Heating up the features battle with AOL and Yahoo, Microsoft gives MSN Messenger 5.0 users the ability stream live video to others.

Jim Hu Staff Writer, CNET News.com
Jim Hu
covers home broadband services and the Net's portal giants.
Jim Hu
2 min read
Microsoft Tuesday said it has begun offering Webcam functionality on its MSN Messenger instant messaging software, heating up the battle of features against America Online and Yahoo.

The new application allows MSN Messenger 5.0 users to stream live videos to other contacts using the software and a Webcam. Logitech will host the video streams on its servers, and will allow 56kbps modems a resolution of three to five frames per second (fps) and broadband as high as 15fps.

The new Webcam functionality is available for download from MSN's Web site.

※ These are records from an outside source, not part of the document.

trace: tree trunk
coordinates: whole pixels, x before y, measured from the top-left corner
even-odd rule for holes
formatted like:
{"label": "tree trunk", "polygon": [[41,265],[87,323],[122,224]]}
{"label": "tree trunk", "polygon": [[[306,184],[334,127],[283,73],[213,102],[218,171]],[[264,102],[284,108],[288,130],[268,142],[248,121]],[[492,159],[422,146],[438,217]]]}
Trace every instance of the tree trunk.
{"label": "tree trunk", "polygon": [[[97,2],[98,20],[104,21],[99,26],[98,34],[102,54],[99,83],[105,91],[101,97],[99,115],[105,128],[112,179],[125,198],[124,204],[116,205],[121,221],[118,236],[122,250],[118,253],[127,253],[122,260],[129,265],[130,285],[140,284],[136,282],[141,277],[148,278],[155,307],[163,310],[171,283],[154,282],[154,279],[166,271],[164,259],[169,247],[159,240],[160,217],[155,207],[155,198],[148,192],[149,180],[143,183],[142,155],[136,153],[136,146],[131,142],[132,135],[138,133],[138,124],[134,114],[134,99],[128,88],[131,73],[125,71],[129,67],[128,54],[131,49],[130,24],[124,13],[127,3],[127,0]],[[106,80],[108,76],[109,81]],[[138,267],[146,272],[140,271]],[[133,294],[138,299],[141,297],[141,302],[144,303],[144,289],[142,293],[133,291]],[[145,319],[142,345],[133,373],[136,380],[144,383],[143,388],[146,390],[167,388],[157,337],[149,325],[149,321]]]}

The announcement comes as instant messaging continues to grow in popularity among consumers and businesses as an alternative form of communication beyond e-mail and the phone. People using IM clients can exchange data in real time, typically in the form of text messages and software files. New applications for IM are also beginning to gather steam, such as collaborating on documents and using multimedia and voice over IP.

Proponents of the technology have also touted IM's ability to detect a contact's presence, allowing data to be transmitted only to the location where the person is online.

Microsoft has pinpointed IM as an important technology that could help drive sales of its server software to corporations. The company last week launched Greenwich, which will offer secure IM exchanges behind the corporate firewall, and will let companies interoperate with MSN Messenger users, but through third-party intermediary IMLogic.

This isn't the first time Microsoft has supported video streaming through IM. When the software giant launched its Windows XP operating system in 2001, it included its own OS-based IM service called Windows Messenger that allows video conferencing via Webcams.

Microsoft is not alone in adding Webcam functionality to its instant messaging software. Yahoo last August launched a high-speed Web cam application, which lets people transmit video at 20fps.

AOL, however, has not offered any multimedia features on AOL Instant Messenger, the world's largest free IM service. As part of the Federal Communications Commission's approved merger of AOL and Time Warner in January 2001, AOL must open its IM network if it launches "advanced IM" services such as video over broadband connections. However it's unclear whether launching a Webcam would violate AOL's restrictions.